(voir aussi Création, Déterminisme et Indéterminisme)
Philosophie, science, religion, morale, physique, métaphysique… les idées ont leur vie propre. Elles se reproduisent, évoluent, se propagent et nous survivent, ainsi via les textes, extraits et citations que nous vous proposons…
« Il peut arriver que de petites différences dans les conditions initiales en engendrent de très grandes dans les phénomènes finaux. Une petite erreur sur les premières produirait une erreur énorme sur les dernières. La prédiction devient impossible et nous avons un phénomène fortuit (…) Une cause très petite qui nous échappe détermine un effet considérable que nous ne pouvons pas ne pas voir, et alors nous disons que cet effet est dû au hasard. »
Henri Poincaré, « Sciences et Méthodes », Éd. Kimé, 2000.
« L’idée que l’ordre et la précision de l’univers dans ses aspects innombrables serait le résultat d’un hasard aveugle, est aussi peu crédible que si après l’explosion d’une imprimerie tous les caractères retombaient par terre dans l’ordre d’un dictionnaire.»
Albert Einstein (1879-1955)
« Le hasard pur, le seul hasard, liberté absolue mais aveugle, à la racine même du prodigieux édifice de l’évolution (…) Notre numéro est sorti au jeu de Monte-Carlo. Quoi d’étonnant à ce que, tel celui qui vient d’y gagner un milliard, nous éprouvions l’étrangeté de notre condition ? »
Jacques Monod, « Le hasard et la nécessité », Seuil, 1970, p. 127 et 161.
« Demain, nous fabriquerons l’humain. Nous supprimerons le hasard de la vie, et du même coup, nous en supprimerons le sens ! »
Jean-Michel Besnier
« …peut-être la notion de contingence pure comme moteur de l’évolution devrait-elle être remplacée par celle, plus subtile, de coïncidence entre un stade évolutif qui comprend en puissance une étape critique de l’histoire de la vie et les conditions environnementales nécessaires pour que cette étape puisse s’accomplir. Dans ce cas, les grandes lignes du déroulement de l’évolution pourraient avoir été plus ou moins probables selon les chances de telles coïncidences.
Peut-être l’image, longtemps considérée comme allant de soi, d’un processus évolutif dominé en grande partie par les caprices de l’environnement devrait-elle être remplacée par celle d’un processus animé, du moins dans ses grandes lignes, par sa propre dynamique interne, mais dépendant de l’environnement pour l’actualisation de ses potentialités. »
Christian de Duve, « Génétique du péché originel », O. Jacob, Paris, 2009, p. 107.
« Jadis, notre histoire avait un sens.

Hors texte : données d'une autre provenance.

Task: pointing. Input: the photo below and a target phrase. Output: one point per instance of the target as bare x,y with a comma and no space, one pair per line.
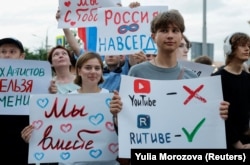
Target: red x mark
194,94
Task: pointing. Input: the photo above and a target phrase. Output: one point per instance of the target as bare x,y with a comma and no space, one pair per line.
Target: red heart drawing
66,127
113,147
67,3
72,23
110,126
37,124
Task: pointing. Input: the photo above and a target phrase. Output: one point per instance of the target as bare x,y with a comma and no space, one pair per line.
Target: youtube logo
141,86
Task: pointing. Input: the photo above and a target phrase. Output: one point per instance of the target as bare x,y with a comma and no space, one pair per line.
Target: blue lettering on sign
130,42
150,138
143,121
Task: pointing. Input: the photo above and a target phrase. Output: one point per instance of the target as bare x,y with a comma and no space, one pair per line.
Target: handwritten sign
72,128
170,114
20,78
201,70
81,13
125,30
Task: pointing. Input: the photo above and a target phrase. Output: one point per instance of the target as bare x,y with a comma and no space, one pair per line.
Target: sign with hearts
72,128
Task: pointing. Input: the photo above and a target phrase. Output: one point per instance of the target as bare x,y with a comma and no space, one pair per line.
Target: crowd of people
94,75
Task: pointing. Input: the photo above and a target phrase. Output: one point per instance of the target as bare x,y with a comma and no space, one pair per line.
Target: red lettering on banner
126,17
48,142
74,112
16,85
66,16
86,3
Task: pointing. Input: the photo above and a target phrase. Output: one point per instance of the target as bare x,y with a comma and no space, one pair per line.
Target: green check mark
191,135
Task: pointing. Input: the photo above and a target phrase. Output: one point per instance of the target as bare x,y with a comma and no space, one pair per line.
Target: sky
31,21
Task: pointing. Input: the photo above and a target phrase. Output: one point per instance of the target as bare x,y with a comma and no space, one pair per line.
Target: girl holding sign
89,68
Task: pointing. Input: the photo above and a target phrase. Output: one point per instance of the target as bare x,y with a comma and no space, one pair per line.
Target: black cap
12,41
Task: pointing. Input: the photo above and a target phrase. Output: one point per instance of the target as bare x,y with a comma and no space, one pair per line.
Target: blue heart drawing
96,119
39,155
95,153
108,102
42,102
65,155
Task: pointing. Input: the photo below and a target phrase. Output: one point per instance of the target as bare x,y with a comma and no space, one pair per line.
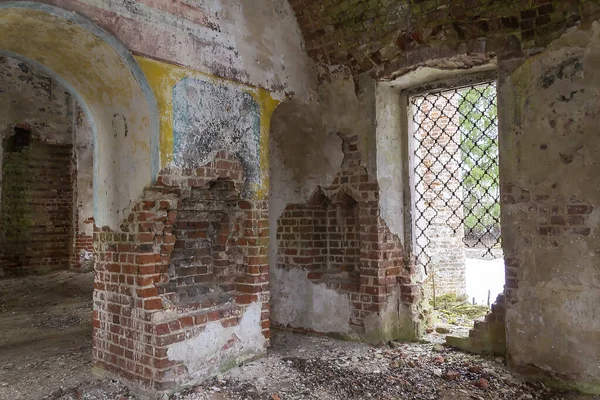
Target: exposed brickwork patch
37,204
339,239
393,34
167,260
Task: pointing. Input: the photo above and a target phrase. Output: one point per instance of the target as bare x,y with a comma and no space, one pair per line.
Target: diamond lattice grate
456,168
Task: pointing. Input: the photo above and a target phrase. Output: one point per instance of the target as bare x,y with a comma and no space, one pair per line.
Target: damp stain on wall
210,117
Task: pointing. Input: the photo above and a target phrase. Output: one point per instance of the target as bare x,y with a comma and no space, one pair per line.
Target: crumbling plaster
305,153
219,348
252,42
549,154
32,98
103,77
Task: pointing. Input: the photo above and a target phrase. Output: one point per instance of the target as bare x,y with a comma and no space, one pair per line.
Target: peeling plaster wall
298,302
84,156
551,210
254,42
219,348
108,85
305,151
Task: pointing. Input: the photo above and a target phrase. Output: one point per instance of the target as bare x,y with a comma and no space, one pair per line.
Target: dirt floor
45,334
45,352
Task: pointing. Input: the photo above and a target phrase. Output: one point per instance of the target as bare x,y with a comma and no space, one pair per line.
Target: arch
109,85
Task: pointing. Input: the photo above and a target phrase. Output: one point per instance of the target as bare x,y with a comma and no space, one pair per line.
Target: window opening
456,192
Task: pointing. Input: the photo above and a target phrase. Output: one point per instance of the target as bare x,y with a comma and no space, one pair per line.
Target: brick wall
387,36
339,239
36,205
169,273
439,212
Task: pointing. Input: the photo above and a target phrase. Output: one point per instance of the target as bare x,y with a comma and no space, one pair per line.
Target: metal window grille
456,169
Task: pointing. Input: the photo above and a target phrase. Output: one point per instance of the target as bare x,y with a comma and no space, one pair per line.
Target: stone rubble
305,367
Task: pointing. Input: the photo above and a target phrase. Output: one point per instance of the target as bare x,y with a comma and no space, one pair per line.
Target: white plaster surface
106,88
299,302
204,355
257,42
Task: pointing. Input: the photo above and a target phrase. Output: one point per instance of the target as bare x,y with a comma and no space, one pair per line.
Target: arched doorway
105,95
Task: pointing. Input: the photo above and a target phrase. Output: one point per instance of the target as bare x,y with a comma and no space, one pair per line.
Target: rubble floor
45,333
45,348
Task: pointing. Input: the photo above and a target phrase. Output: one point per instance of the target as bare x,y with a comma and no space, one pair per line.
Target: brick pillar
178,299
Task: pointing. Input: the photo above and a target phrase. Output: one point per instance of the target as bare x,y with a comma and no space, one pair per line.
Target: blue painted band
123,53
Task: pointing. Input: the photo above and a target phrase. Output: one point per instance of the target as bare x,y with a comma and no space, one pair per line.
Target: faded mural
209,117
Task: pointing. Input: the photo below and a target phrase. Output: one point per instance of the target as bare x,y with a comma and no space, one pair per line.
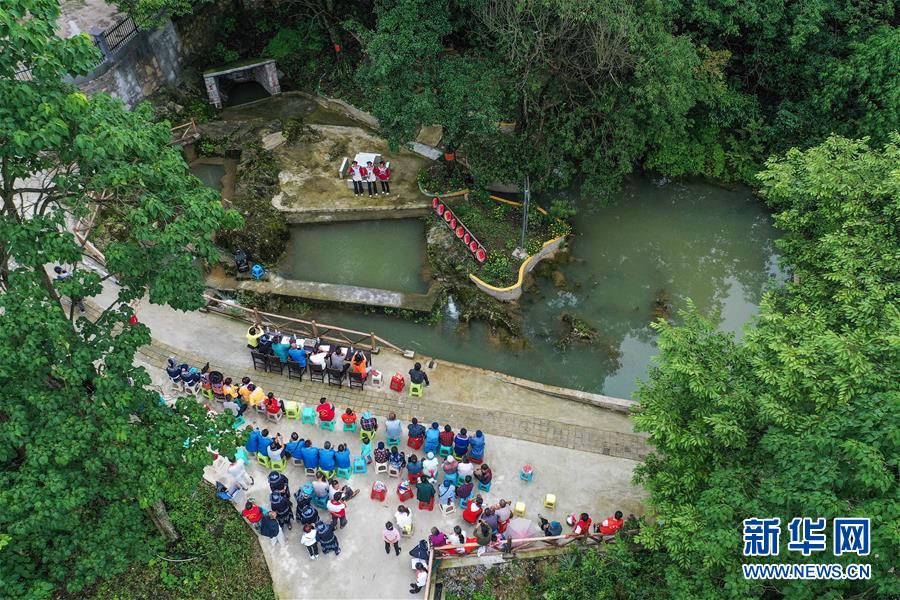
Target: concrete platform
350,294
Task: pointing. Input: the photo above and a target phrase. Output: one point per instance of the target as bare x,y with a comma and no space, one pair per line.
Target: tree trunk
160,517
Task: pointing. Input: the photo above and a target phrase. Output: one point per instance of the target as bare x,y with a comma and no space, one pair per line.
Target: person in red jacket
583,525
252,513
446,437
383,173
273,404
611,525
325,410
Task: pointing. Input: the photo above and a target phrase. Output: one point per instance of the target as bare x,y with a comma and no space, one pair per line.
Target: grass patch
229,563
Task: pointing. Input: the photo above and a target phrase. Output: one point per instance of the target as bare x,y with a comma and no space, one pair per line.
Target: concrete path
334,292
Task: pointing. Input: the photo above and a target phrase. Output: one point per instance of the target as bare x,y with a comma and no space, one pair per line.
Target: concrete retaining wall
513,292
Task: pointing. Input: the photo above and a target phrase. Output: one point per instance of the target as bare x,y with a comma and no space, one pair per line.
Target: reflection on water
660,245
388,254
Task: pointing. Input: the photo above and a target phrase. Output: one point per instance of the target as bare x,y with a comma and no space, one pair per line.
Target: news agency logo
807,536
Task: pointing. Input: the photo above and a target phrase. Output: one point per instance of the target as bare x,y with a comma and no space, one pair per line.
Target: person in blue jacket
310,455
297,354
264,442
253,442
280,348
461,443
476,445
342,457
432,435
326,460
293,448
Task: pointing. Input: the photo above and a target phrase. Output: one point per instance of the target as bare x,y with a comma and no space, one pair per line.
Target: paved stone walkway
507,424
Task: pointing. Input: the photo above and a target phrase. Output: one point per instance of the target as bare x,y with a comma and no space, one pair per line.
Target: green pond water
660,245
210,175
286,106
388,254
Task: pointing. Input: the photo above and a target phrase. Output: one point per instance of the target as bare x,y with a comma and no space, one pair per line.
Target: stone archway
260,71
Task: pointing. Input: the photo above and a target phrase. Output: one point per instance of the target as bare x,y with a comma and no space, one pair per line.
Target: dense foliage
217,556
802,417
85,448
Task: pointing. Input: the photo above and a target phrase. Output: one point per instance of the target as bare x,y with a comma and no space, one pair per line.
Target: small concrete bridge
350,294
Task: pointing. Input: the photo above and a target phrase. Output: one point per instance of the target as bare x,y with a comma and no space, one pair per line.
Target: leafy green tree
802,417
85,447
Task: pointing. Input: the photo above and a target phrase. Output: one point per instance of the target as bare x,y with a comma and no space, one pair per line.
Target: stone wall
153,59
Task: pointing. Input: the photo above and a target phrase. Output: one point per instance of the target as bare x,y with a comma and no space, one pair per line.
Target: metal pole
525,210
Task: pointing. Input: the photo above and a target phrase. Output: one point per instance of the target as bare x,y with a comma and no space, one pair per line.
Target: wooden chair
260,360
316,373
275,364
336,377
295,371
357,381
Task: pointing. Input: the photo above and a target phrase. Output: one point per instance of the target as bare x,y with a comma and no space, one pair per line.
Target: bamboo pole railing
508,549
301,327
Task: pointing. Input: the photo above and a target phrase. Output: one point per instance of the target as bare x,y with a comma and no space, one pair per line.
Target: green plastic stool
291,409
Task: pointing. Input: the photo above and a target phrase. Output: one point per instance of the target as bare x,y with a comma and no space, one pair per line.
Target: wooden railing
300,327
446,556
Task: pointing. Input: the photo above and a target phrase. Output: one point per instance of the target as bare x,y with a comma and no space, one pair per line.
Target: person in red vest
356,174
383,173
371,179
611,525
325,410
583,525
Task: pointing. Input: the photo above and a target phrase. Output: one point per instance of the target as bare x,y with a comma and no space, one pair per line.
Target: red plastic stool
398,382
405,494
379,495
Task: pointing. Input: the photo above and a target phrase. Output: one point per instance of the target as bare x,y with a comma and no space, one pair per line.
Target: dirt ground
309,180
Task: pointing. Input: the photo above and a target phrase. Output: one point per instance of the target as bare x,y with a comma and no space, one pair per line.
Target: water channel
341,253
660,245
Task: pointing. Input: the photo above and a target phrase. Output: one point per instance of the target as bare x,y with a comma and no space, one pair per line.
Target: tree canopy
801,417
85,447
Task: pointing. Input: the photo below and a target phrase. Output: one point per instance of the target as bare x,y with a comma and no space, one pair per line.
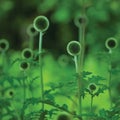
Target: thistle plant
27,53
41,24
111,44
91,88
31,31
74,49
4,46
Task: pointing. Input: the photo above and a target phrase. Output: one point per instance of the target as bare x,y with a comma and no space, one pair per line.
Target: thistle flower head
111,43
92,87
41,23
63,117
24,65
74,48
27,53
79,20
31,31
4,45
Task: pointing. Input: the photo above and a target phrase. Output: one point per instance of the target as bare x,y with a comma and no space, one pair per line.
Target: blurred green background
103,22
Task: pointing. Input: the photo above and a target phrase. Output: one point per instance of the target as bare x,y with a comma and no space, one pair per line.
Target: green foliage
47,84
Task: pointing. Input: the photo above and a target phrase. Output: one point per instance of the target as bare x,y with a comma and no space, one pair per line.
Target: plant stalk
110,78
41,69
79,85
91,104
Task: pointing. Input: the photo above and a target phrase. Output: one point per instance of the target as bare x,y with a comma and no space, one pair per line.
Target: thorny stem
40,64
79,84
91,104
81,56
31,43
81,59
110,78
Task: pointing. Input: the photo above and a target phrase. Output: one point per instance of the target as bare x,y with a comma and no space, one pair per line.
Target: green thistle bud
79,20
4,45
92,87
27,53
63,117
74,48
111,43
41,23
31,31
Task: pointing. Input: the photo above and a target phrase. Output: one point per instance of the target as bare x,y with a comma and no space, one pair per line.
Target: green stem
91,104
110,78
40,64
24,89
79,85
31,43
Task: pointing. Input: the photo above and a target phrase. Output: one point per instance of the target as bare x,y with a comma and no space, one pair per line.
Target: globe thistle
31,31
111,43
74,48
41,23
24,65
27,53
4,45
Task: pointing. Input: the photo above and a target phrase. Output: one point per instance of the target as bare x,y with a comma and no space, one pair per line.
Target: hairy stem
41,69
31,43
91,104
110,78
79,84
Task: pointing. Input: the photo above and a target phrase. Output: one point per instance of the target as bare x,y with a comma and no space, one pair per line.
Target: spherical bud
74,48
4,45
31,31
41,23
27,53
24,65
79,20
111,43
92,87
63,117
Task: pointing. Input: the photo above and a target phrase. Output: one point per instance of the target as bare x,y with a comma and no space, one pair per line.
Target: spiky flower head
74,48
41,23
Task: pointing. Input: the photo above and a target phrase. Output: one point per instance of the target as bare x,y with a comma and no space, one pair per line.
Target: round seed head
27,53
63,117
24,65
4,45
111,43
74,48
92,87
41,23
79,20
31,31
11,93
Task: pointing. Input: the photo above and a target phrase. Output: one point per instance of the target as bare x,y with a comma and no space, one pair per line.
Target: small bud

Au commencement des temps, un être suprême justifiait tout : l’ordre de l’univers, notre existence, jusque lui-même, éternel et tout-puissant par nature. Et l’éternité nous était également promise après la mort qui ne marquait pas la fin de notre histoire personnelle…
Aujourd’hui, la science accorde la primauté au hasard. Mais comment justifier la somme d’ajustements précis qui ont permis à l’univers d’engendrer la vie et la conscience ? Et les cosmologues de postuler alors que notre monde ne serait qu’un cas particulier parmi l’infinité des mondes possibles, lesquels auraient dès lors tous droit à une forme d’existence « parallèle ».
Dans la dimension quantique, à l’échelle des particules élémentaires, celles-ci se trouvent dans une « superposition d’états » et c’est la présence de l’observateur qui actualise la « réalité » d’un de ces états. Ainsi l’univers et chacun de ses atomes, tout comme le déroulement de notre propre histoire, connaitraient-ils potentiellement tous les devenir imaginables et c’est notre conscience qui, d’instant en instant, nous tisserait l’illusion d’une histoire unique et linéaire, la nôtre.
Le fil de notre vie se déroule et notre destin nous apparaît tout tracé ; il ne serait qu’un brin infime de l’enchevêtrement infini du chaos originaire. Mais nous pouvons encore rêver que l’un ou l’autre pont quantique puisse nous permettre de suivre une autre boucle et de conforter l’illusion de notre libre arbitre. Peut-être nos rêves et nos étranges réminiscences témoignent-ils de ces interférences avec d’autres mondes… »
Yves Thelen, Elucubrations quantiques, 2015.